Найджел покраснел от досады тем сильнее, что Чандос слушал их разговор
с обычной своей насмешливой улыбкой.
- Если ты слышал, что говорилось в суде, - сказал юноша, - то знаешь,
как скудно мое имущество. Черная Смерть и монахи совсем разорили наше
поместье. Я охотно наградил бы тебя за помощь горстью золотых, ты ведь их
просишь? Но золота у меня нет, и потому придется тебе удовольствоваться моей
благодарностью.
- На что мне твое золото! - резко сказал Эйлуорд. - Да набей ты мой
кисет золотыми монетами, мою верность тебе не купить, будь ты мне не по
сердцу. Но я видел, как ты сладил с золотистым конем, и я видел, как ты не
покорился аббату, и вот такому господину буду рад служить, коли у тебя
найдется мне место. Я видел твоих челядинцев и не спорю, в дни твоего деда
они, наверное, все были молодцы как на подбор, но кто из них теперь сумеет
натянуть тетиву длинного лука? Из-за тебя я бросил службу в аббатстве, так
где же мне искать другую? Если я останусь здесь, то мне конец, как
истершейся тетиве.
- Ну, пусть это тебя не заботит, - вмешался Чандос. - Pardieu! На
французской границе всегда есть нужда в крепких, метких лучниках, которые не
боятся и самого черта. У меня под знаменем двести таких молодцов, и буду рад
увидеть тебя между ними.
- Благодарю тебя, благородный сэр, - сказал Эйлуорд. - И я встал бы под
твое знамя без размышлений, потому как слышал, что в битвах оно всегда
впереди, а на войне, это и я знаю, тому, кто держится сзади, добычи не
видать никакой. А все же если сквайр возьмет меня, то я пойду за пятью
розами Лорингов: хоть родился я под Чичестером, но вырос в здешнем краю и
здесь научился держать в руках длинный лук. И как свободному сыну свободного
держателя, мне сподручней пойти на службу к соседу, чем к чужому.

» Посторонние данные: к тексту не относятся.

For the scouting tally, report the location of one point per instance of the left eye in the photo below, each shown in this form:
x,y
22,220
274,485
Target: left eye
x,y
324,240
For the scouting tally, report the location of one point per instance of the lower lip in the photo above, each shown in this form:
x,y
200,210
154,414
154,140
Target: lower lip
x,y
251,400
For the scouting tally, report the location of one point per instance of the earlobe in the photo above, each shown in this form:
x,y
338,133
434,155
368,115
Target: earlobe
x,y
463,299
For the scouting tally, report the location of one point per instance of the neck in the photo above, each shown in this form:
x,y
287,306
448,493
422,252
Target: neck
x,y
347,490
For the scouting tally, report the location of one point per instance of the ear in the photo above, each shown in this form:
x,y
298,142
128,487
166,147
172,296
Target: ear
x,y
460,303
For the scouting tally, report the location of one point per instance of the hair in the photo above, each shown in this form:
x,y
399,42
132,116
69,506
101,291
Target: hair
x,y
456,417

- Я же объяснил тебе, любезный, - сказал Найджел, - что мне нечем
платить тебе за службу.
- Только возьми меня на войну, уж плату я сам раздобуду, - ответил
Эйлуорд. - А до той поры я у тебя ничего не прошу, кроме местечка за твоим
столом да шести футов твоего пола - не то мне в аббатстве заплатят за
нынешний день колодками на ноги, чтобы бичу было способней погулять по моей
спине. С этого часа Сэмкин Эйлуорд твой лучник, сквайр Найджел, и вот этими
десятью пальцами клянется, что ты об этом никогда не пожалеешь, а не то
пусть его тут же дьявол унесет! - С этими словами он поднес руку к каске,
закинул длинный лук за спину и, почтительно пропустив своего нового
господина перед собой, последовал в нескольких шагах позади.

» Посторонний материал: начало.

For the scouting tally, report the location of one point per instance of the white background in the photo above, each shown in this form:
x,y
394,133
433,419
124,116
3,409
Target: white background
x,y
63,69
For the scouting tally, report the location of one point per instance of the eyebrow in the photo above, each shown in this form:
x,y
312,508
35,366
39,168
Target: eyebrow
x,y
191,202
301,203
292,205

- Pardieu! Я приехал a la bonne heure {Вовремя (франц.).}, - сказал
Чандос. - Я прискакал из Виндзора, но нашел твой дом пустым, если не считать
благородной и очень величественной старой дамы. Она поведала мне о твоих
невзгодах, я прогулялся до аббатства и успел как нельзя более кстати:
длинные стрелы для твоей плоти, колокольный звон, молитвенник и свечи для
твоей души сулили мало хорошего... Но если зрение меня не обманывает, это
сама благородная дама.
И правда, из двери господского дома им навстречу вышла леди Эрминтруда,
согбенная, исхудалая, опирающаяся на клюку, и все-таки внушающая почтение.
Узнав о конфузе, каким завершился суд, она разразилась кудахтающим смехом,
погрозила клюкой высоким стенам аббатства за рекой и проводила именитого
гостя в залу, где его уже ждало лучшее угощение, какое она только могла
собрать. В ее собственных жилах текла кровь Чандосов, прослеживаемая через
де Греев, де Мултонов, де Валенсов, де Монтегю и прочее ее высокое и
благородное родство; во всяком случае обед был уже съеден и со стола убрано,
когда она, наконец, завершила свои розыски, обозначила все степени родства и
свойства и перечислила рассечения, столбы, косоугольники, фигуры
обремененные и не обремененные, а так же клейноды в родовых гербах,
указывающие на общих предков. Ведь леди Эрминтруда знала каждую веточку,
каждый бутон любого фамильного древа, восходящего ко времени Нормандского
завоевания да и к более ранним временам.
Однако всему наступает конец, и когда они остались в зале втроем,
Чандос сообщил ей причину своего приезда.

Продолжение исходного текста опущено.